Cirencester Friendly Privacy Notice: Disclosing personal data clause

The short policy works well because it provides information in a way that is informative without being wordy or jargon-heavy, but lets readers know just enough important information that they need to know.

VeryNiceHomes

VeryNiceHomes is a Colorado realtor and mortgage broker firm with both a short and long version of its Privacy Policy.

Interestingly enough, both versions are very, very short. Here they are in full, displayed next to one another:

VeryNiceHomes Privacy Policies: Short and Long versions

Both versions carefully explain:

  • What data is collected
  • How the data is used
  • Whether and how the data is shared

The short one is is written in slightly simpler language and doesn't tell as many specific details. However, due to the placement here, a reader can easily jump over to the long version if something in the short version makes him want to learn more about a point.

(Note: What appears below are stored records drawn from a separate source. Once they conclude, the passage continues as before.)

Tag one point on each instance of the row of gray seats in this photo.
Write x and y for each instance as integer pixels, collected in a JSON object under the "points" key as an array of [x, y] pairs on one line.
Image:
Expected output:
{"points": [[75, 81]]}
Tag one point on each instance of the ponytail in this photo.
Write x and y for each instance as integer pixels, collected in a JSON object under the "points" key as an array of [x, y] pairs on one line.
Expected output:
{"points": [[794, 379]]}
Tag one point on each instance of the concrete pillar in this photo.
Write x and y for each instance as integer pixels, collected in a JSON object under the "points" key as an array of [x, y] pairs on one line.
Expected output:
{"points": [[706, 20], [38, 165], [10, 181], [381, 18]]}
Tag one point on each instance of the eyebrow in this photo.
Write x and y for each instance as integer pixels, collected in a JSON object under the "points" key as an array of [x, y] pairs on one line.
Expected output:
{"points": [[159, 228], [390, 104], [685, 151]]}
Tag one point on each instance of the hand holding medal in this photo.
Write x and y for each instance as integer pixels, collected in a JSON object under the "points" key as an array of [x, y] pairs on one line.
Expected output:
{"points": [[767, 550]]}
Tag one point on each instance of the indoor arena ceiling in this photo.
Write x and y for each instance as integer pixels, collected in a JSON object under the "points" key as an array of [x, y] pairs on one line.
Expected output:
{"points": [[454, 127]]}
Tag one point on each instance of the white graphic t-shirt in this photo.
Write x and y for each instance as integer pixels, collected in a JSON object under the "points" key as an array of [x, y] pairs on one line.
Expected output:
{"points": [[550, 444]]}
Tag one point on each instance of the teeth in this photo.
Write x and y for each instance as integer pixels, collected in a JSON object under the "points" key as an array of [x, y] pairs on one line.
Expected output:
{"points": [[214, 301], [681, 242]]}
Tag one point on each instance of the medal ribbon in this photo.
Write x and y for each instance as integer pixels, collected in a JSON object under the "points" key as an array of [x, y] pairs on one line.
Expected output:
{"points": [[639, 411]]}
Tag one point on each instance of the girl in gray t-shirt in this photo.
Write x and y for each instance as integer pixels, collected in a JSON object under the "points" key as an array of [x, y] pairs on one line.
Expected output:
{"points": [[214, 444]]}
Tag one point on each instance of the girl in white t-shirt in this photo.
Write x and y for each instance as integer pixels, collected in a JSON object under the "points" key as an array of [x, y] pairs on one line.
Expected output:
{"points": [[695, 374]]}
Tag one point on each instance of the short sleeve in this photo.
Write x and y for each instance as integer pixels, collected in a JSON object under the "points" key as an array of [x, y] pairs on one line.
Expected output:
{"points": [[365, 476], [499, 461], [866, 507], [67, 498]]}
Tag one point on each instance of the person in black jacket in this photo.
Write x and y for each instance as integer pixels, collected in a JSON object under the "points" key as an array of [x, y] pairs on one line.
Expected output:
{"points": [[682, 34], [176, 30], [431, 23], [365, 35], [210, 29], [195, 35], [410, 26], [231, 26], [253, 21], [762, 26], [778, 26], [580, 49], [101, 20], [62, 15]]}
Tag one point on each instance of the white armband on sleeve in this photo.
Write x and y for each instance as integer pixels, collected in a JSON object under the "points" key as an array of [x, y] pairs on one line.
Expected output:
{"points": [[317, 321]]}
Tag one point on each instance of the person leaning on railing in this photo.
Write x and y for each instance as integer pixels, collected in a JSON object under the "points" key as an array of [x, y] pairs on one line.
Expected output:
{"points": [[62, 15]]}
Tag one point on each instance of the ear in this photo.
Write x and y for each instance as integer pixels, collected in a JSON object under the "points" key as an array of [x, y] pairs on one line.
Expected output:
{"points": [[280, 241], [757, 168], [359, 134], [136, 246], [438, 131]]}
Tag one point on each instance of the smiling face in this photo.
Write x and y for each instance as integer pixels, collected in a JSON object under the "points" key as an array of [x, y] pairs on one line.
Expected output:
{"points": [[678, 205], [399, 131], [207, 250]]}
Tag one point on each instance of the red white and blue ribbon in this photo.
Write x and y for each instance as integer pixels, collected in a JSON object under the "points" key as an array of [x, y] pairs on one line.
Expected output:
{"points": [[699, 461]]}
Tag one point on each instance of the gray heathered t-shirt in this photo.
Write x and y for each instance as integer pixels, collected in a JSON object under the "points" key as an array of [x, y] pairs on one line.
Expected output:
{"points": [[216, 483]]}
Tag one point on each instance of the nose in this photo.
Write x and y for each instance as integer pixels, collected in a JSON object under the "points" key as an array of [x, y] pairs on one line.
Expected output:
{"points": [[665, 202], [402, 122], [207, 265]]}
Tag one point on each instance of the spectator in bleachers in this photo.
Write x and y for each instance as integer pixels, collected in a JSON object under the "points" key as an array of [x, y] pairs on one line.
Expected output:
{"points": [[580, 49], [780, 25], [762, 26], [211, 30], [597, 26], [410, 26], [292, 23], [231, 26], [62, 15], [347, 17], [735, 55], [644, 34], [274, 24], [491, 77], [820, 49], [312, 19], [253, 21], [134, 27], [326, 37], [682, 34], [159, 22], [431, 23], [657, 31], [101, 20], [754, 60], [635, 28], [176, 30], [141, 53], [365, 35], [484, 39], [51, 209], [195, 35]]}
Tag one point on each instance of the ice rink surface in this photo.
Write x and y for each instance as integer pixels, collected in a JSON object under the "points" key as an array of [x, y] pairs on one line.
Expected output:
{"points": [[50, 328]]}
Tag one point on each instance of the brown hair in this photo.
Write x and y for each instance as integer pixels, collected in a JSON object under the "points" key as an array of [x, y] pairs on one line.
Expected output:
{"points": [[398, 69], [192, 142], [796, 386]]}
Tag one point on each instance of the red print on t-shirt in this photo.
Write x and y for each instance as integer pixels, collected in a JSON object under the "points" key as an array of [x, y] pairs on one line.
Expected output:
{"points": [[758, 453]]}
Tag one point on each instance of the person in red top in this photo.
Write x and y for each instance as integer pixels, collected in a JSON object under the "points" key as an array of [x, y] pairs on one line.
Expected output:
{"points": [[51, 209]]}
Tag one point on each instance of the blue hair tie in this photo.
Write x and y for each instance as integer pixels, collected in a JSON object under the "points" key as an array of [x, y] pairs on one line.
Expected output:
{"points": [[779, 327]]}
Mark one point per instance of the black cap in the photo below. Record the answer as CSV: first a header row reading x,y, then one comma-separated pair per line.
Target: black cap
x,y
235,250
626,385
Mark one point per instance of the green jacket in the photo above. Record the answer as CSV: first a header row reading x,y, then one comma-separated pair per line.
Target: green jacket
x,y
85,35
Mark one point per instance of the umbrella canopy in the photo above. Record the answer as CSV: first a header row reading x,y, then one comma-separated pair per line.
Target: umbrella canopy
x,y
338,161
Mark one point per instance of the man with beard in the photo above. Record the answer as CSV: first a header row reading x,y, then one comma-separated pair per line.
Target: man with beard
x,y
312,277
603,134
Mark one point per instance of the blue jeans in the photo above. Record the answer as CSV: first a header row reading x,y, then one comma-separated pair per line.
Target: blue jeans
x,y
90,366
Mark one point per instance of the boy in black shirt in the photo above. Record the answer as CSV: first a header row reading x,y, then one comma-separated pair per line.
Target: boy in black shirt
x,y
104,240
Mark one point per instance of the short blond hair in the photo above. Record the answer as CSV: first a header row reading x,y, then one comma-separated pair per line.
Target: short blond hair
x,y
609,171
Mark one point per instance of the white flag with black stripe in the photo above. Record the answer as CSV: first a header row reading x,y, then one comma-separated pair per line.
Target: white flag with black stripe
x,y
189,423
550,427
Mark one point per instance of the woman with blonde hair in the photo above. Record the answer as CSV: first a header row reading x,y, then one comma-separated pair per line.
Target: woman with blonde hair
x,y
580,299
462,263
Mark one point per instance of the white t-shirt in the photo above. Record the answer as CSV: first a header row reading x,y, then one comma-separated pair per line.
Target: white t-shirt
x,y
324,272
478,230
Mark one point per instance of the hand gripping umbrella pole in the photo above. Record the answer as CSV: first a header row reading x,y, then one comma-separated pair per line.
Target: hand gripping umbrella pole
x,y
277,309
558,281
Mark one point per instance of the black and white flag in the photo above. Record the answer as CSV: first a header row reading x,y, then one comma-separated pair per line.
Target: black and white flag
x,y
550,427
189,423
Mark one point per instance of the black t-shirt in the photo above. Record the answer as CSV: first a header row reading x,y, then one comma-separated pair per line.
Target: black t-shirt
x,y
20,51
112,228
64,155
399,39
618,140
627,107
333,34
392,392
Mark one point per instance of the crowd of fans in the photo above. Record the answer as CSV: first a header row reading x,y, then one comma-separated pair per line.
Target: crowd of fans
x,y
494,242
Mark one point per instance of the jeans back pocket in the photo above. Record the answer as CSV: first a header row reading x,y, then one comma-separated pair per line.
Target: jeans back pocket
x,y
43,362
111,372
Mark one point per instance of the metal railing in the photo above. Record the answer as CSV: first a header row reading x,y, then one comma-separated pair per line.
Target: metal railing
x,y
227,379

Should you Have a Short Privacy Policy?

Should you Have a Short Privacy Policy?

A short a Privacy Policy helps your users get straight to the point when it comes to your privacy practices. However, you should never skip sections of the policy for the sake of a word count. It's more important for your policy to be functional and representative of your data practices than for it to be short.

Brevity is an important quality, but so is framing and language.

As a result, you need to ensure that you include sensitive and important information in any policy and disclose it in language the reader can understand.

Depending on how data-driven your business is, your best bet may be to have a full-length Privacy Policy and also provide a short summary policy. Conversely, if your business is more simple and you don't deal with data extensively, your Privacy Policy will end up being shorter by nature and that's ok.